To see if the findings held up in the general population, they looked at how often people Googled “how to apologize” between 2017 and 2021; again, those in high-honor states were less likely to do so. “We can observe this trend in real life — it’s not just something we produce in a lab,” says Ying Lin, a postdoctoral researcher at Stanford GSB who co-authored the paper.

To see if the findings persisted across borders, the team recruited undergraduates from Turkey, considered an honor culture, and an American university where most students were from Maryland, a state that ranks low on valuing honor. They presented the students with hypothetical scenarios in which they had wronged a friend, such as spreading rumors or damaging their stuff. When asked to write down what they would do, the Americans were more than twice as likely to say they’d apologize. “The difference is just huge,” Lin says. “I was a little surprised.”

From Virility to Virtue

The researchers wanted to examine why people in honor cultures are less willing to say sorry. In another study, they shared hypothetical scenarios about causing offense with a group of American adults. Once more, people who valued honor were less willing to apologize, mainly because they were worried that admitting wrongdoing would tarnish their image. “They’re concerned about their reputation,” Lin says. “Others will see me as incompetent or I will look weak to other people in the society if I apologize.”

The researchers also wanted to test whether the link between honor cultures and an aversion to apologies was more than a correlation: Did valuing honor cause someone to avoid saying sorry? To find out, they asked a sample of American adults to imagine they lived in a future society. Some were assigned to a community that valued protecting one’s reputation, while others were placed in one that prized entertainment and leisure. Highlighting concerns about honor and reputation (what the authors termed “virility”) significantly dampened people’s willingness to apologize.

Gelfand and her team theorized that shifting participants’ perspectives on honor might reverse this trend. “Honor is about both virility and virtue, or moral integrity,” Gelfand says. Indeed, when the researchers added a third scenario — a society that values moral behavior or virtue — people were more likely to apologize and considered apologies more effective than those primed to think about reputation. “When we start activating people’s thoughts about honor being about virtue or integrity, it allows them to overcome this reluctance to apologize,” Gelfand says.

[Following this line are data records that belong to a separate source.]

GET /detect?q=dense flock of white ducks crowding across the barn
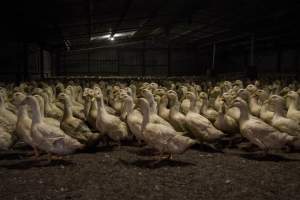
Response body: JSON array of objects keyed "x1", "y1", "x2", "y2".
[{"x1": 0, "y1": 80, "x2": 300, "y2": 161}]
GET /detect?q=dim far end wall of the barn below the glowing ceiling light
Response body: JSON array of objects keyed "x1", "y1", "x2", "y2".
[{"x1": 58, "y1": 47, "x2": 200, "y2": 76}]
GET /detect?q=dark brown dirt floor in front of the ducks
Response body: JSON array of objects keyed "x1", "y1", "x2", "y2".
[{"x1": 0, "y1": 146, "x2": 300, "y2": 200}]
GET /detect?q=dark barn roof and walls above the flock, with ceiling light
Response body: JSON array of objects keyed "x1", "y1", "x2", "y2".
[{"x1": 1, "y1": 0, "x2": 299, "y2": 80}]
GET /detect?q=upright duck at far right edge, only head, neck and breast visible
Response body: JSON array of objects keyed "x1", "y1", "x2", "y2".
[{"x1": 286, "y1": 91, "x2": 300, "y2": 123}]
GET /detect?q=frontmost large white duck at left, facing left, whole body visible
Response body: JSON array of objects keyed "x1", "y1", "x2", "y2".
[{"x1": 20, "y1": 95, "x2": 84, "y2": 156}]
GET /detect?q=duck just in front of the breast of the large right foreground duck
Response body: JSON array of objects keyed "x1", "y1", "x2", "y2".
[{"x1": 214, "y1": 101, "x2": 239, "y2": 134}]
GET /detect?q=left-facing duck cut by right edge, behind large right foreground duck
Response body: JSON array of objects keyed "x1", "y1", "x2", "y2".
[{"x1": 270, "y1": 95, "x2": 300, "y2": 136}]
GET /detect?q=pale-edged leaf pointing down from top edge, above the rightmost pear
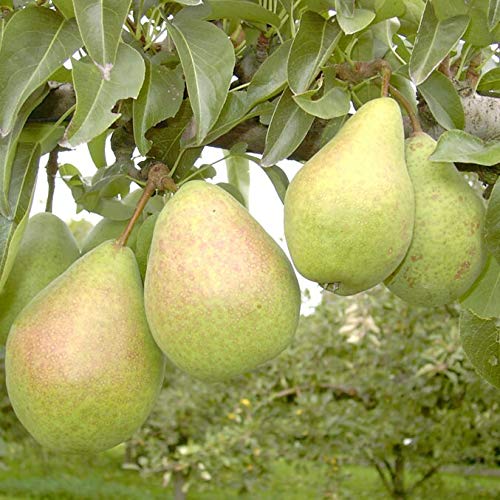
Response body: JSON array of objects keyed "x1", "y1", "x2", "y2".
[{"x1": 410, "y1": 2, "x2": 469, "y2": 85}]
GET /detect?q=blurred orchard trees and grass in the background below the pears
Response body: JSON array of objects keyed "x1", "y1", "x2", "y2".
[{"x1": 0, "y1": 287, "x2": 500, "y2": 500}]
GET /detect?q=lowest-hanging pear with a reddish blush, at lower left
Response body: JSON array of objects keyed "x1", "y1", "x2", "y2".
[{"x1": 5, "y1": 241, "x2": 165, "y2": 453}]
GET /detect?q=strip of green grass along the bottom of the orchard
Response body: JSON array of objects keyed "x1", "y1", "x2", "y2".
[{"x1": 0, "y1": 445, "x2": 500, "y2": 500}]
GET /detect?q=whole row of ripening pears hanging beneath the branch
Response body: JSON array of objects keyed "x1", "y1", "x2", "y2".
[{"x1": 0, "y1": 98, "x2": 485, "y2": 453}]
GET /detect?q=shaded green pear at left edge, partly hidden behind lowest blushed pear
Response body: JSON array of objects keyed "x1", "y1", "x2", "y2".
[{"x1": 0, "y1": 213, "x2": 80, "y2": 345}]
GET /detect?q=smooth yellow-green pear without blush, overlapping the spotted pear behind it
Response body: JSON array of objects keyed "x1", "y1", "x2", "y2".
[{"x1": 285, "y1": 97, "x2": 415, "y2": 295}]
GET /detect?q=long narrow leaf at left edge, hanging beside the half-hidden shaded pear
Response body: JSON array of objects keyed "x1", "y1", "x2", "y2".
[{"x1": 0, "y1": 143, "x2": 40, "y2": 290}]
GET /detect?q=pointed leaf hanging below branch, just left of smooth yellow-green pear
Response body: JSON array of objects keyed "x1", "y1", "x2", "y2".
[{"x1": 261, "y1": 89, "x2": 314, "y2": 167}]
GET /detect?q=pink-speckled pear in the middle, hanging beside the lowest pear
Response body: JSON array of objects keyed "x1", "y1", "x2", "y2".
[{"x1": 144, "y1": 180, "x2": 300, "y2": 381}]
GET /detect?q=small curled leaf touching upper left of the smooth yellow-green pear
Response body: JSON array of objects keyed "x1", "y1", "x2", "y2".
[{"x1": 293, "y1": 87, "x2": 351, "y2": 120}]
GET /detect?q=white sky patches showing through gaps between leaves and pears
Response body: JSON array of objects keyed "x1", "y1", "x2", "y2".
[{"x1": 31, "y1": 146, "x2": 321, "y2": 315}]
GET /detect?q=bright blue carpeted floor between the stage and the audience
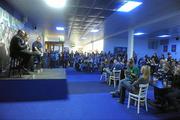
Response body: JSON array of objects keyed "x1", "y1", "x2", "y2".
[{"x1": 0, "y1": 69, "x2": 178, "y2": 120}]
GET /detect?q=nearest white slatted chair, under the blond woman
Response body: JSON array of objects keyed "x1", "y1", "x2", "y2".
[{"x1": 127, "y1": 84, "x2": 149, "y2": 114}]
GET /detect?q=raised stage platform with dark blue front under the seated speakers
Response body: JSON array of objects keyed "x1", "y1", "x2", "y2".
[{"x1": 0, "y1": 68, "x2": 68, "y2": 102}]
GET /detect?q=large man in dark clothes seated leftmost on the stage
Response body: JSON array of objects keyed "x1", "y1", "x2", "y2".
[{"x1": 10, "y1": 30, "x2": 33, "y2": 72}]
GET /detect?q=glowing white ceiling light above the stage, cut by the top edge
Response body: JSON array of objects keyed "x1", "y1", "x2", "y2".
[{"x1": 44, "y1": 0, "x2": 67, "y2": 8}]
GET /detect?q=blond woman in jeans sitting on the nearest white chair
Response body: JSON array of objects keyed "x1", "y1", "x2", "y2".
[{"x1": 119, "y1": 65, "x2": 150, "y2": 104}]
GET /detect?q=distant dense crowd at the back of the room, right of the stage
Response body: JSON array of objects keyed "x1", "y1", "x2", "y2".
[{"x1": 67, "y1": 52, "x2": 126, "y2": 72}]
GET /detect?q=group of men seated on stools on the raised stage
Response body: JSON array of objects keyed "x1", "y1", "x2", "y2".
[{"x1": 10, "y1": 30, "x2": 43, "y2": 73}]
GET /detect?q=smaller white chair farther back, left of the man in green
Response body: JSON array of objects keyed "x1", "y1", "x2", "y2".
[{"x1": 109, "y1": 70, "x2": 121, "y2": 88}]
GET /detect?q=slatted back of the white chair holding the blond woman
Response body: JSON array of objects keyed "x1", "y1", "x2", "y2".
[{"x1": 139, "y1": 83, "x2": 149, "y2": 98}]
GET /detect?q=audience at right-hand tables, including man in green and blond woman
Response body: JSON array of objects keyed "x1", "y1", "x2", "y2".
[{"x1": 105, "y1": 53, "x2": 180, "y2": 110}]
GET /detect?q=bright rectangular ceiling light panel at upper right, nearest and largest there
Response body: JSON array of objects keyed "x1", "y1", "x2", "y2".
[{"x1": 117, "y1": 1, "x2": 142, "y2": 12}]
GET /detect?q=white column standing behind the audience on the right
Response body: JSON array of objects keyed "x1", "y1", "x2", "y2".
[{"x1": 127, "y1": 29, "x2": 134, "y2": 59}]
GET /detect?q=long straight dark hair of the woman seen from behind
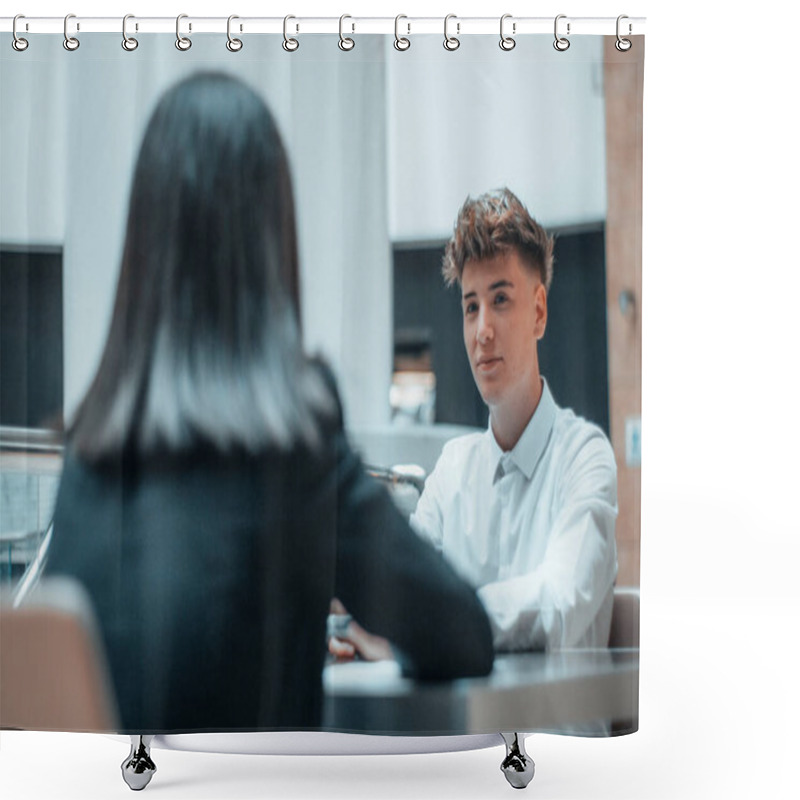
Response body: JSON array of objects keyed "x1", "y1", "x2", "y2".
[{"x1": 69, "y1": 73, "x2": 334, "y2": 461}]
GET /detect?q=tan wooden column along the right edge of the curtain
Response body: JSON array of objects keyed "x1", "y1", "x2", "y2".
[{"x1": 604, "y1": 36, "x2": 644, "y2": 586}]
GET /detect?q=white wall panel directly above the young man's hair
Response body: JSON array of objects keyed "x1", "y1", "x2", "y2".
[{"x1": 387, "y1": 36, "x2": 606, "y2": 242}]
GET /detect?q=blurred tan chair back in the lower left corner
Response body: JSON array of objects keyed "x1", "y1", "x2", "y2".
[{"x1": 0, "y1": 578, "x2": 118, "y2": 732}]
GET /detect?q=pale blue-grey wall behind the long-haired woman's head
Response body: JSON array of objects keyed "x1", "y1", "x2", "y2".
[{"x1": 0, "y1": 34, "x2": 392, "y2": 425}]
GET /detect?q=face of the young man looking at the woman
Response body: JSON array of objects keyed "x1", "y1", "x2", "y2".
[{"x1": 461, "y1": 249, "x2": 547, "y2": 409}]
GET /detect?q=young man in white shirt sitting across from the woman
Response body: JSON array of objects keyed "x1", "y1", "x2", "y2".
[{"x1": 330, "y1": 189, "x2": 617, "y2": 659}]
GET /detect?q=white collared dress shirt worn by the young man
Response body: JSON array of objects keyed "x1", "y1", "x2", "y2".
[{"x1": 411, "y1": 381, "x2": 617, "y2": 650}]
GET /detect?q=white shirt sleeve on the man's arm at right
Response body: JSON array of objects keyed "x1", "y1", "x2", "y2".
[{"x1": 478, "y1": 430, "x2": 617, "y2": 650}]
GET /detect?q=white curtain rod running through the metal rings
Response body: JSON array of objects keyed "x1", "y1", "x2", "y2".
[{"x1": 0, "y1": 14, "x2": 645, "y2": 36}]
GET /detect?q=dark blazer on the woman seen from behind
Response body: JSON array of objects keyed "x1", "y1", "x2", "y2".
[{"x1": 46, "y1": 388, "x2": 493, "y2": 733}]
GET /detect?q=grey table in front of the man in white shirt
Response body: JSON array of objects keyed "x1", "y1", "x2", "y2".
[{"x1": 322, "y1": 649, "x2": 639, "y2": 736}]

The team’s findings have the potential to reduce friction in families, business relationships, and international relations. “It might cause a lot of cross-cultural miscommunication and misunderstanding when you expect an apology but it’s not forthcoming,” Gelfand says. “Once we can shift the focus to virtue, we can perhaps help people manage conflict better and still uphold their cultural values.”

Gelfand says there’s much more to learn about the cultural dynamics of apologies and forgiveness. Is it more acceptable for certain people to say sorry in honor-based societies? Can apologies become contagious, spreading through a society once someone sets an example? How can we best manage disputes and negotiations that are fundamentally about honor? “Honor cultures are still poorly understood in psychology and organizational behavior,” Gelfand says.

Further research on these topics could help people get along better with those with different values. “We’re not trying to say, ‘How do we change honor cultures?’” Gelfand says. “We have to work through the psychology of honor.”